If that sounds a little rich already, the chai’s ambiguity is ascetic compared to what follows. We decide to give anything with truffles a miss, which takes absolutely nothing from the experience. Juicy mushrooms, swathed in a golden, granular crust, hold each other aloft above a little pool of aioli, liberally spiced with za’atar – that mix of dried herbs whose fragrance holds up half of the Middle East’s cooking. A burger mixes equally golden soft shell crab, whose crunch can be heard from across the table, with snappy slaw and snowpea sprouts, cushioning them with brioche buns. How nicely considered and composed, the pal says; and then the next thing comes, placing the burger firmly in the stark and muted category.

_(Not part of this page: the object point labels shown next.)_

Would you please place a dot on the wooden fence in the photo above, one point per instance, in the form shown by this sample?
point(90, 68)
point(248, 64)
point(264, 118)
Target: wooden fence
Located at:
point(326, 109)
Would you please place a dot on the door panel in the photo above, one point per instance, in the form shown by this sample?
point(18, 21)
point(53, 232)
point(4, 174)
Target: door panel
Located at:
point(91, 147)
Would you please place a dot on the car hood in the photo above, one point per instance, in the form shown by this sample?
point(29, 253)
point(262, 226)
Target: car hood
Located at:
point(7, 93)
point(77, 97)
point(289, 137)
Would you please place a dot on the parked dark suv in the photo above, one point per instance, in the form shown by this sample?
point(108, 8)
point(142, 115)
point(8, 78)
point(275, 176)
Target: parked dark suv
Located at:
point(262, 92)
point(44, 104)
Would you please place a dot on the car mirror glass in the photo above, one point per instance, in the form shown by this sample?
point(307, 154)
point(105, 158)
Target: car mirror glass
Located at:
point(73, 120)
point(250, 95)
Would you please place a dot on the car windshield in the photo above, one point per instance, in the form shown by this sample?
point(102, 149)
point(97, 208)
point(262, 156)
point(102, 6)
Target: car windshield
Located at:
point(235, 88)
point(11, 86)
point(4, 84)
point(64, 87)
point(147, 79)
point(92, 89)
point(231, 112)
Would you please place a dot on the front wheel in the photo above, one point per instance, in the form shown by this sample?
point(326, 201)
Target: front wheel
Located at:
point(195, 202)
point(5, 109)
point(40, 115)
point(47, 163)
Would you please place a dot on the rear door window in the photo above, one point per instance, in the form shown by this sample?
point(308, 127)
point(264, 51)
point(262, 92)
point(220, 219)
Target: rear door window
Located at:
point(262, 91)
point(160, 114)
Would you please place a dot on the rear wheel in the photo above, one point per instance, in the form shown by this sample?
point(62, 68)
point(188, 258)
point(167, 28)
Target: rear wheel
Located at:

The Curious Breakfast is a study in colours, most of all red – the sun-concentrated brownish red of dried tomatoes, the fresher vermillion of a chunky onion and tomato gravy, vividly auburn bacon and the near black chorizo iberico. And if the colours are bright, the flavours keep up too, rush after surge, several different kinds of umami – bacon, tomato, chorizo, egg – counterbalanced with pickled artichokes and plenty of rocket. The sausage looks worryingly like Cumberland sausages, which I despise, but turns out to be a coarse-ground wonder, vividly textured, suffused with lemony Thai basil. It’s a great ensemble cast – no celebrity ingredient names, save chorizo iberico, but fitting neatly into something beautifully sybaritic; it’s something Monet might order so he could paint it. (Monet, specifically, because just look at the blue of that plate.)
‘Beautifully sybaritic’ describes their desserts too. The spiked affogato showcases their espresso, which stands its ground even when poured over vanilla ice cream, throwing jabs of acidity from behind the creamy sweetness as it pools in the bowl. It’s simple, as clear in its contrast, as chiaroscuro, and just as effective.
Chocolate panna cotta, on the other hand, ventures again into Impressionism, all bold strokes and liberal dabs, both simple and luxurious. The panna cotta hides a surprisingly intense and lingering chocolate flavour behind its smoothness, which seems to amplify its companions – teasing the buttery richness from salted caramel, making the particles of salt in the sable crumbs into tiny contrastive bursts. Berry compote – cranberries, blackberries and raspberries, and hardly any compensating sugar – is face-scrunching, lip-puckering, livening the dish. And dill with chocolate is a new combination to me, but it works – both are lingering, distinct flavours, and tangle in the mouth for a long while.
There are some clunkers here and there, of course. The iced chocolate, oddly enough, never quite comes together, syrup staying obstinately away from milk while the ice cream’s sweetness sits placidly on them both. The breakfast mix has a rosti at its bottom, covered by all its beautiful friends and sweating away, so by the time I find it, it’s a soggy pile of strands. But this is the sort of thing service is for, and service is excellent here – we are asked for feedback, chatted to by the model-cute, responsive staff, who are observant and quick without sticking too close. When I ask about the spices in the chai latte, the same winsome server says she will check, and comes back a few minutes later with a note, the spices listed in a scribble like the names of conspirators. I like her style.
Curious Palette, despite its newness, certainly bears the assuredness that comes from previous experience, from work and skill and focus. It knows what it’s trying to do – understatedness in the surroundings, vividness in all respects in the food and drinks – and takes to the task with such obvious relish that it’s hard not to respond in kind, to also be enthusiastic. And it’s encouraging that even with that nearly non existent signboard, they’re drawing a steady stream of diners already. It’s a richly adorned grotto with a tiny entrance, this place, a fitting reward for the observant.